Wir hoffen, daß die Handlungsweise der beiden französischen Stadträte vielen die Augen öffnen wird. Es sei ein für allemal auch den englischen Arbeitern gesagt, daß "sie in Frankreich diese Dinge besser besorgen". Die englische Arbeiterklasse, mit ihrer alten und mächtigen Organisation, ihren uralten politischen Freiheiten, ihrer langen Erfahrung in politischer Betätigung, hat gegenüber jedem Lande auf dem Kontinent gewaltige Vorteile. |269| Dennoch konnten die Deutschen zwölf Vertreter der Arbeiterklasse in den Reichstag entsenden, und sowohl in Deutschland als auch in Frankreich besitzen Vertreter der Arbeiterklasse in zahlreichen Stadträten die Mehrheit. Gewiß, in England ist das Wahlrecht eingeschränkt; aber selbst jetzt bildet die Arbeiterklasse in allen großen Städten und in den Industriebezirken die Mehrheit.
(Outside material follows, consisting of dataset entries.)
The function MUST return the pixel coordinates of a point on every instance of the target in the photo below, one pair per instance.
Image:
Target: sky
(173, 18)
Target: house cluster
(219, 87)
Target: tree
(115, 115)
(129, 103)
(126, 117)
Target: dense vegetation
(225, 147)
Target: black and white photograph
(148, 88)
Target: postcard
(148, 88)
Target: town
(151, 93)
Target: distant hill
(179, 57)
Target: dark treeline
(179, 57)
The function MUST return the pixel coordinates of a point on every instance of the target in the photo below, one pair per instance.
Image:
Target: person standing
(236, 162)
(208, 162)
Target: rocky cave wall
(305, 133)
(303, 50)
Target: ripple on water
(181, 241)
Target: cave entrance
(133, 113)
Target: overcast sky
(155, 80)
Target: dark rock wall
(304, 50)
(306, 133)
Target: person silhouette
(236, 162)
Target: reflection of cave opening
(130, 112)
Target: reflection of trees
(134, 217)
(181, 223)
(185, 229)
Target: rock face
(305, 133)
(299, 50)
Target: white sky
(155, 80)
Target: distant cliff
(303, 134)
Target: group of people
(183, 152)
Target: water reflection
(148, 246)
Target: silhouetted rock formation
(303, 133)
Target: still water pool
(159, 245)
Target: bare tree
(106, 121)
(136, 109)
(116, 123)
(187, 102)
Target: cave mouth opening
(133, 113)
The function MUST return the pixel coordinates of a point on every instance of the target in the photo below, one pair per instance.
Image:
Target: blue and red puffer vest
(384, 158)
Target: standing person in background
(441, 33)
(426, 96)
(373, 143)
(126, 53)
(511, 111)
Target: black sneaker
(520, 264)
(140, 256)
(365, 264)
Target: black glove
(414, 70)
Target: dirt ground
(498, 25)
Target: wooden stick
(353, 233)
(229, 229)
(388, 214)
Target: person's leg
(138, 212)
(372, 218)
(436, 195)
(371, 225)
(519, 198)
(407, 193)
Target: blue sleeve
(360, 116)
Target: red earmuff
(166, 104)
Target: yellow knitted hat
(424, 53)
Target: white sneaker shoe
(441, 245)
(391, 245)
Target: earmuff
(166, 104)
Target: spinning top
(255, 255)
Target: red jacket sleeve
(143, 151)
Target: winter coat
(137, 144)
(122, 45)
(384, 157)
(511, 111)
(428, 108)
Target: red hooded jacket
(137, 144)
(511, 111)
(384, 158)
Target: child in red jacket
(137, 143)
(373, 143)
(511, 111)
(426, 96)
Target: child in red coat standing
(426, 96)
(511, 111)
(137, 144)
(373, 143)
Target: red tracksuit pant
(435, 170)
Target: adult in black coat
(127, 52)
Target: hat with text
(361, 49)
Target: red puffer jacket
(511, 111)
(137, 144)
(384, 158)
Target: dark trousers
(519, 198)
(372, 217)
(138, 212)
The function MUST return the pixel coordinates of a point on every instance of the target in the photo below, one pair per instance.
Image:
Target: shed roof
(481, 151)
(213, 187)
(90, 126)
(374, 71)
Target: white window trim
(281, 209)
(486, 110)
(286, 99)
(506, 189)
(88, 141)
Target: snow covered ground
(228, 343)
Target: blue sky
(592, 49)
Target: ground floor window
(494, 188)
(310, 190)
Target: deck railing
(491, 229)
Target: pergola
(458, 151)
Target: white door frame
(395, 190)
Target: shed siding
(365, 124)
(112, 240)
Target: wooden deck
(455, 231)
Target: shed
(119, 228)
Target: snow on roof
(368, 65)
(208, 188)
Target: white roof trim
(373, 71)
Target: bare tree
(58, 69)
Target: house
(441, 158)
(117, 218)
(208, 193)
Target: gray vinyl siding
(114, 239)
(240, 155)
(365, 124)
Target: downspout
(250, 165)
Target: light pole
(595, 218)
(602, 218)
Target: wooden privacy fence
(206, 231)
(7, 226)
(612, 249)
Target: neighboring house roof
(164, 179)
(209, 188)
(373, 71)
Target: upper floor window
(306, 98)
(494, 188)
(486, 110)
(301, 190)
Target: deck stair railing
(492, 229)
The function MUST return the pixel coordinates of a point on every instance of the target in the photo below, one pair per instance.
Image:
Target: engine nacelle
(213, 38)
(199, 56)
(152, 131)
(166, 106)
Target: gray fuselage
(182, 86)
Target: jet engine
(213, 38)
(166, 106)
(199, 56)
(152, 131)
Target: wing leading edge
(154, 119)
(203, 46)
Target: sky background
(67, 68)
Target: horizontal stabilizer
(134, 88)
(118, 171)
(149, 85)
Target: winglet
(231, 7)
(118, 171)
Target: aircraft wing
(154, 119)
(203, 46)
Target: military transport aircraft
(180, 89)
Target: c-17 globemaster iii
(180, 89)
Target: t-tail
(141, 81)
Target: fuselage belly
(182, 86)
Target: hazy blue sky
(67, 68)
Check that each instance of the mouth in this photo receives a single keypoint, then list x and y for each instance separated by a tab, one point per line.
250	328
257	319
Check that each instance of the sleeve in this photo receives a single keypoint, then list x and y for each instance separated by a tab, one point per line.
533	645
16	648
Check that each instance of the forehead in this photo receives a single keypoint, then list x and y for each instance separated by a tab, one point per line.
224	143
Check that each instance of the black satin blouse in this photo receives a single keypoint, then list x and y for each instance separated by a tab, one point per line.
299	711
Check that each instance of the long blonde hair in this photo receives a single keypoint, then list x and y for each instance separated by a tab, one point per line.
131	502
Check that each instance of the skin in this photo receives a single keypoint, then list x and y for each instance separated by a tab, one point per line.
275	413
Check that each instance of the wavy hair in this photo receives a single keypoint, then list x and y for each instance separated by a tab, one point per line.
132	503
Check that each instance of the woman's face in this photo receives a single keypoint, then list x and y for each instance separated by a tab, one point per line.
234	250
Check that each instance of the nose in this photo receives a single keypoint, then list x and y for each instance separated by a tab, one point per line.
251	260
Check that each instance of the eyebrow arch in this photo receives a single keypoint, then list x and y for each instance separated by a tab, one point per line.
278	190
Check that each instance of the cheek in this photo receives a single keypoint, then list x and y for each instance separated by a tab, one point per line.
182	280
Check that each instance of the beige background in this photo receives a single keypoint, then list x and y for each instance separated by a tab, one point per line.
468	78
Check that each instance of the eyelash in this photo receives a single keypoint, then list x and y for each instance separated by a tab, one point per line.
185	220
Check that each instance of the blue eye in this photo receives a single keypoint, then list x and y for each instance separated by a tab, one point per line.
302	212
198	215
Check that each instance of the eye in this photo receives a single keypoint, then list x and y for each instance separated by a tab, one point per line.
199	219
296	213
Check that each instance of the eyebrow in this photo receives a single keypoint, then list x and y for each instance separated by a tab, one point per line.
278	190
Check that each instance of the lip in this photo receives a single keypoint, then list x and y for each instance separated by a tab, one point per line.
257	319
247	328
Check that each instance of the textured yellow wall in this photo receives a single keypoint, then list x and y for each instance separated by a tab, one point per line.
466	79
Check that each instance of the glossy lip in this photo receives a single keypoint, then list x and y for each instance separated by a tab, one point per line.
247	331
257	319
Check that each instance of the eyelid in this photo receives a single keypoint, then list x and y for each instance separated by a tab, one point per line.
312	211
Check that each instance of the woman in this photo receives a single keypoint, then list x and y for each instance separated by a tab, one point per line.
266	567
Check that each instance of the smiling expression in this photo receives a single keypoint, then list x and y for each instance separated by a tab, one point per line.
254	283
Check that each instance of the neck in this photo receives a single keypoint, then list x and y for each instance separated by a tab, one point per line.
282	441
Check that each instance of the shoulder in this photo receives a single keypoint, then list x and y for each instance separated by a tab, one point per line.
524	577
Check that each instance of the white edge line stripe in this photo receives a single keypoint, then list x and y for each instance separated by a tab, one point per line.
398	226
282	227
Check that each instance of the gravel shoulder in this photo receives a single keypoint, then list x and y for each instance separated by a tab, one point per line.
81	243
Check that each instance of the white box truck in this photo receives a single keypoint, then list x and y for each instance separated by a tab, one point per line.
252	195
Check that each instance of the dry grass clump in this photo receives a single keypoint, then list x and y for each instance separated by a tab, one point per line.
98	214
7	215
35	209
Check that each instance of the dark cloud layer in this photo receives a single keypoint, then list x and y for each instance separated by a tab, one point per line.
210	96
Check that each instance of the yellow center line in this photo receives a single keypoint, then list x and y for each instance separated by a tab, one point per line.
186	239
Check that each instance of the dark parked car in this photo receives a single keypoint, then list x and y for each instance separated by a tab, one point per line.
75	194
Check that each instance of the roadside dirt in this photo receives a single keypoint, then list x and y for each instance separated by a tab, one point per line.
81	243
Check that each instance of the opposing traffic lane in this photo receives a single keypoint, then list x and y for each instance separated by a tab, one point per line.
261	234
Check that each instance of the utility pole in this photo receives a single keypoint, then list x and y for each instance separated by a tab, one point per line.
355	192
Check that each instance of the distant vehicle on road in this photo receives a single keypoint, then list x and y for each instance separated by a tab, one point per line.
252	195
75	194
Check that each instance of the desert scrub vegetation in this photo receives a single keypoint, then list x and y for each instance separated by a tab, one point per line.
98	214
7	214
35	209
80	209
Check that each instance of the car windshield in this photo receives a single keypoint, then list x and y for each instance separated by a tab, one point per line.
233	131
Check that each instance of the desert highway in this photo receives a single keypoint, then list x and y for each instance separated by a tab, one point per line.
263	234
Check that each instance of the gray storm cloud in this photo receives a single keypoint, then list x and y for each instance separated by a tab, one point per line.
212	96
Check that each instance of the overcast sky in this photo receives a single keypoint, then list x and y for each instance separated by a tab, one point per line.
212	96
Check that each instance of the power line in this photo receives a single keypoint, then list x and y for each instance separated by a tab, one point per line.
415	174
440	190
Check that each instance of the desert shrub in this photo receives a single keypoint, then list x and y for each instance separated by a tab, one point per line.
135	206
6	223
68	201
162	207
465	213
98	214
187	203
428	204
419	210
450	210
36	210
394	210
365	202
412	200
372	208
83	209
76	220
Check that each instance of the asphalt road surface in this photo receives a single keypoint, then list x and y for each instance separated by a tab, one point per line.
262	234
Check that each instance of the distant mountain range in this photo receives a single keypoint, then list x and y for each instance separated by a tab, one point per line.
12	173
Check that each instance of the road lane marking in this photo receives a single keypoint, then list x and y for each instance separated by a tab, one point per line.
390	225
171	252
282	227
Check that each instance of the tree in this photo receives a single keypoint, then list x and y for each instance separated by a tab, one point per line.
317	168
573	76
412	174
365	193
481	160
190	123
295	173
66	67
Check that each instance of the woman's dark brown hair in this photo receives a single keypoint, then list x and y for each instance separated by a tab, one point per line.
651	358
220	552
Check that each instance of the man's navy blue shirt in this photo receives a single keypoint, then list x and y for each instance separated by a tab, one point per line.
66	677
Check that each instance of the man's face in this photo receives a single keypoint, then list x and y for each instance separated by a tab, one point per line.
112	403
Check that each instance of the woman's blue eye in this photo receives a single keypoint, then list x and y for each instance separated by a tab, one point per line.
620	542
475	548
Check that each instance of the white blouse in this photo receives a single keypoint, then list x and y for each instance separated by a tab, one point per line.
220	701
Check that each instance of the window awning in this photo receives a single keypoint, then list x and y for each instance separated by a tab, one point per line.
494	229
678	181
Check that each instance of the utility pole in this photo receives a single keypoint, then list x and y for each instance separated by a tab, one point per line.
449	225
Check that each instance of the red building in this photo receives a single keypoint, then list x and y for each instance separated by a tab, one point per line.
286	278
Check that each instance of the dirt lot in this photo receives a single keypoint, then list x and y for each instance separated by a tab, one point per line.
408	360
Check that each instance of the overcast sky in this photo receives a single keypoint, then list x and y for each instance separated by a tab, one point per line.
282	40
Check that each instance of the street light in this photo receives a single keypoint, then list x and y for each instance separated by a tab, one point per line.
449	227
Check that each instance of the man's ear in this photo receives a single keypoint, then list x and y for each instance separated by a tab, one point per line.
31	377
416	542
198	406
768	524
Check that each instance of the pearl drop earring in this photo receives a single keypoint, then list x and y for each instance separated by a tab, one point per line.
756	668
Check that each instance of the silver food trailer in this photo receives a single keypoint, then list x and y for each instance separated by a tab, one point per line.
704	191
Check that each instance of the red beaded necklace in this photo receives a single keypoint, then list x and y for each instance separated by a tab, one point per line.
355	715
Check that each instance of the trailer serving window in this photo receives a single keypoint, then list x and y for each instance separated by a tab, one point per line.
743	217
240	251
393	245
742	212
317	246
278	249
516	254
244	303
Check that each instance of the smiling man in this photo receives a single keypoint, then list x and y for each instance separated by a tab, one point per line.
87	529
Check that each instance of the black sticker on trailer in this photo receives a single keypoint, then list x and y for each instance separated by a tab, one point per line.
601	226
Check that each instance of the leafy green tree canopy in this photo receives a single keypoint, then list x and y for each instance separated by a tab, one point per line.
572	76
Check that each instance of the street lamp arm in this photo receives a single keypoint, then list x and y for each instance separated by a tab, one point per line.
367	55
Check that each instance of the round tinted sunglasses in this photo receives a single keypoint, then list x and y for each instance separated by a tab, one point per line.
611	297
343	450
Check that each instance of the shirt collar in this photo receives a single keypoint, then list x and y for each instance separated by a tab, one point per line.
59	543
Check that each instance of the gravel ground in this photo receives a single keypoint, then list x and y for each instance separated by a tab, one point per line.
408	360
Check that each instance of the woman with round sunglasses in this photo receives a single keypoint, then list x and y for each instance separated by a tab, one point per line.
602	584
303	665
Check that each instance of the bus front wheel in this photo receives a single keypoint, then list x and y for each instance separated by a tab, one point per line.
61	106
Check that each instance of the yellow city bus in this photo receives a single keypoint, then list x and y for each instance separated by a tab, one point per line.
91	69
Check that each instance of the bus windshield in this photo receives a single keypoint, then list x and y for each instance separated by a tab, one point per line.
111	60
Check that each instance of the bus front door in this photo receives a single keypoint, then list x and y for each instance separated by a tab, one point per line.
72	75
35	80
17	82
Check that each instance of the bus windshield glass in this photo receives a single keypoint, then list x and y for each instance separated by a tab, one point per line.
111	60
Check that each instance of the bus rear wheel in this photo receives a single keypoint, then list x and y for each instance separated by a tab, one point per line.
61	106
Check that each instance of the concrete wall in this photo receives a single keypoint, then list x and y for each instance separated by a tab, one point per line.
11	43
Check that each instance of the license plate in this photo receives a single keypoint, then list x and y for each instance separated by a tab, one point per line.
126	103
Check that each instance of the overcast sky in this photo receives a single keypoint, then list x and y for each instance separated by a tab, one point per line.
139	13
Sie braucht es nur zu wollen, und diese potentielle Majorität wird sofort eine wirkliche, eine Macht im Staate, eine Macht in allen Orten, wo die arbeitende Bevölkerung konzentriert ist. Und wenn erst einmal Arbeiter im Parlament, in den Stadträten und lokalen Fürsorgeämtern etc. sind, wie lange wird es dann dauern, bis ihr auch in den Behörden Vertreter der Arbeiterklasse habt, die fähig sind, einen Knüppel zwischen die Beine jener Dogberries zu werfen, die jetzt so häufig rücksichtslos auf dem Volk herumtrampeln?